Regenerative Agriculture

Regeneration agriculture

Regenerative agriculture, predominantly through activities that raise organic matter in the soil, increases soil quality. This also helps improve the richness and wellbeing of soil biota, but also improves biodiversity both above and below the surface of the soil, thus raising both water holding capacity and carbon sequestering at deeper levels.

Traditional agriculture

Traditional agriculture can be defined as a traditional form of agriculture involving the extensive use of indigenous expertise, traditional equipment, natural resources, organic fertilizer and farmers’ cultural beliefs.

Why Regenerative Agriculture?

The depletion of the fertile soil and habitats of the earth, along with the loss of indigenous seeds and knowledge, is a deadly danger to our future existence. 

According to soil science, we will not only experience significant harm to public health due to a qualitatively depleted food source marked by reduced nutrients and lack of essential trace minerals at current rates of soil degradation within 50 years, but we will practically no longer have enough arable topsoil to feed ourselves.

This is where Regenerative Agriculture can help. 

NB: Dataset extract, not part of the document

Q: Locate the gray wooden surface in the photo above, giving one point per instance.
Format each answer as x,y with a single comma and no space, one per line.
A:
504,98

Pros of going with Regenerative Agriculture:

  • Instead of degrading ground, regenerative agriculture contributes to healthy soil, capable of producing high-quality, nutrient-dense food while continuously enhancing and finally contributing to sustainable farms and healthy populations and economies. 
  • The secret to regenerative agriculture is that, using innovations that restore and revitalize the soil and the ecosystem, it not only “does no harm” to the ground but also enhances it.
  • According to the researches Claire LaCanne and Dr. Jonathan Lundgren noted that Regenerative agriculture reaped 78% higher profits than conventional systems. Similarly, according to General Mills, Regenerative Agriculture builds farmer economic resilience. They states that Regenerative Agriculture reduces the need for chemical inputs

Effects of Regenerative Agriculture on Environment and society: 

  • Reverse Climate change -According to various reports, we can reverse climate change by increasing soil carbon stocks. 
  • Create drought-resistant soil -Regenerative organic agriculture helps in building soil organic matter. 
  • Nurture biodiversity -Biodiversity is crucial for food security and agricultural production. 
  • Improvement of yields.
  • Revitalize local economies -Family farming provides an opportunity to boost the local economy. 
  • Decrease GHG emissions -Industrial food system is responsible for 44-57% of carbon emissions.